| .. | ||
| src | ||
| Cargo.toml | ||
| README.md | ||
shepherd-core
Core policy engine and session state machine for Shepherd.
Overview
This crate is the heart of Shepherd, containing all policy evaluation and session management logic. It is completely platform-agnostic and makes no assumptions about the underlying operating system or display environment.
Responsibilities
- Policy evaluation - Determine what entries are available, when, and for how long
- Session lifecycle - Manage the state machine from launch to termination
- Warning scheduling - Compute and emit warnings at configured thresholds
- Time enforcement - Track deadlines using monotonic time
- Quota management - Track daily usage and cooldowns
Session State Machine
Sessions progress through the following states:
┌─────────────┐
│ Idle │ (no session)
└──────┬──────┘
│ Launch requested
▼
┌─────────────┐
│ Launching │
└──────┬──────┘
│ Process spawned
▼
┌─────────────┐
┌───────▶│ Running │◀──────┐
│ └──────┬──────┘ │
│ │ Warning threshold
│ ▼
│ ┌─────────────┐
│ │ Warned │ (multiple levels)
│ └──────┬──────┘
│ │ Deadline reached
│ ▼
│ ┌─────────────┐
│ │ Expiring │ (termination in progress)
│ └──────┬──────┘
│ │ Process ended
│ ▼
│ ┌─────────────┐
└────────│ Ended │───────▶ (return to Idle)
└─────────────┘
Key Types
CoreEngine
The main policy engine:
use shepherd_core::CoreEngine;
use shepherd_config::Policy;
use shepherd_host_api::HostCapabilities;
use shepherd_store::Store;
use std::sync::Arc;
// Create the engine
let engine = CoreEngine::new(
policy, // Loaded configuration
store, // Persistence layer
host.capabilities().clone(), // What the host can do
);
// List entries with current availability
let entries = engine.list_entries(Local::now());
// Request to launch an entry
match engine.request_launch(&entry_id, Local::now()) {
LaunchDecision::Approved(plan) => {
// Spawn via host adapter, then start session
engine.start_session(plan, host_handle, MonotonicInstant::now());
}
LaunchDecision::Denied { reasons } => {
// Cannot launch, explain why
}
}
Session Plan
When a launch is approved, the engine computes a complete session plan:
pub struct SessionPlan {
pub session_id: SessionId,
pub entry_id: EntryId,
pub entry: Entry,
pub started_at: DateTime<Local>,
/// None means unlimited (no time limit)
pub deadline: Option<MonotonicInstant>,
pub warnings: Vec<ScheduledWarning>,
}
The plan is computed once at launch time. Deadlines and warnings are deterministic.
Events
The engine emits events for the IPC layer and host adapter:
pub enum CoreEvent {
// Session lifecycle
SessionStarted { session_id, entry_id, deadline },
Warning { session_id, threshold_secs, remaining, severity, message },
ExpireDue { session_id },
SessionEnded { session_id, reason },
// Policy
PolicyReloaded { entry_count },
}
Tick Processing
The engine must be ticked periodically to check for warnings and expiry:
// In the service main loop
let events = engine.tick(MonotonicInstant::now());
for event in events {
match event {
CoreEvent::Warning { .. } => { /* Notify clients */ }
CoreEvent::ExpireDue { .. } => { /* Terminate session */ }
// ...
}
}
Time Handling
The engine uses two time sources:
- Wall-clock time (
DateTime<Local>) - For availability windows and display - Monotonic time (
MonotonicInstant) - For countdown enforcement
This separation ensures:
- Availability follows the user's local clock (correct behavior for "3pm-6pm" windows)
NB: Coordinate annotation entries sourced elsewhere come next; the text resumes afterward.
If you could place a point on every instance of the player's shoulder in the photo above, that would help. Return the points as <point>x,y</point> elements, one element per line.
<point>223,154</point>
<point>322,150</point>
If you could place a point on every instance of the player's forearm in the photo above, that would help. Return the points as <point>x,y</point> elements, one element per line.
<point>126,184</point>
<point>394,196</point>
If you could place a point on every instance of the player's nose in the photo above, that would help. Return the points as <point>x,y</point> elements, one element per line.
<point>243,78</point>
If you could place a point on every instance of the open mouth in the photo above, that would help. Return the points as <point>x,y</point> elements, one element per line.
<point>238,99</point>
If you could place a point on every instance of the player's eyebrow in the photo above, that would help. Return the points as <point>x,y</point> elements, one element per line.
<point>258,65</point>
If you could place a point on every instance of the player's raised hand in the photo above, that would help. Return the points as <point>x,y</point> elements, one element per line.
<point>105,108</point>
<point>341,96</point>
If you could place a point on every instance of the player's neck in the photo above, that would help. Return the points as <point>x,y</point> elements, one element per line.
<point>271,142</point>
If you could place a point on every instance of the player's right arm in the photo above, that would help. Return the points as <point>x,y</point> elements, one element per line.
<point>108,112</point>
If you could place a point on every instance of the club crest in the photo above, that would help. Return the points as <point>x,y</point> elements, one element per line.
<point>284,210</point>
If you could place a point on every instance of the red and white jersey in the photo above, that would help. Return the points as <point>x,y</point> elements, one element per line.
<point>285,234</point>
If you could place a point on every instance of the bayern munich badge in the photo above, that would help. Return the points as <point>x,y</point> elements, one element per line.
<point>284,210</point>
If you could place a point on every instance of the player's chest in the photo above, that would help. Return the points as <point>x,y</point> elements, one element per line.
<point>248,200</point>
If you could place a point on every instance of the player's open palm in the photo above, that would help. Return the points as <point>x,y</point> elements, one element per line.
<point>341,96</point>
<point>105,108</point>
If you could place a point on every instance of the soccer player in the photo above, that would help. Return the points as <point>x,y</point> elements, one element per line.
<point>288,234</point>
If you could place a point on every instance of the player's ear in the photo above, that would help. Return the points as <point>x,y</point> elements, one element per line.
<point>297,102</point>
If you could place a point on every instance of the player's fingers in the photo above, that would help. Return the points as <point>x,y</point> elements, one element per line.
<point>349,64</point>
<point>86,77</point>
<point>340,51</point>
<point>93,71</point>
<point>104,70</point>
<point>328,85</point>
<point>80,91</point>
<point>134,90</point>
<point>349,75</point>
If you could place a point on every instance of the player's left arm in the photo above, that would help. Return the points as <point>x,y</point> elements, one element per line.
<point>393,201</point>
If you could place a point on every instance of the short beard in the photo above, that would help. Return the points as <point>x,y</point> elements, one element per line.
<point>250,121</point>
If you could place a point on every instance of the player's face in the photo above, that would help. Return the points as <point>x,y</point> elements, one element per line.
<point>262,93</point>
- Session enforcement cannot be bypassed by changing the system clock
// Availability uses wall-clock
let is_available = entry.availability.is_available(&Local::now());
// Countdown uses monotonic
let remaining = session.time_remaining(MonotonicInstant::now());
Policy Evaluation
For each entry, the engine evaluates:
- Explicit disable - Entry may be disabled in config
- Host capabilities - Can the host run this entry kind?
- Time window - Is "now" within an allowed window?
- Active session - Is another session already running?
- Cooldown - Has enough time passed since the last session?
- Daily quota - Is there remaining quota for today?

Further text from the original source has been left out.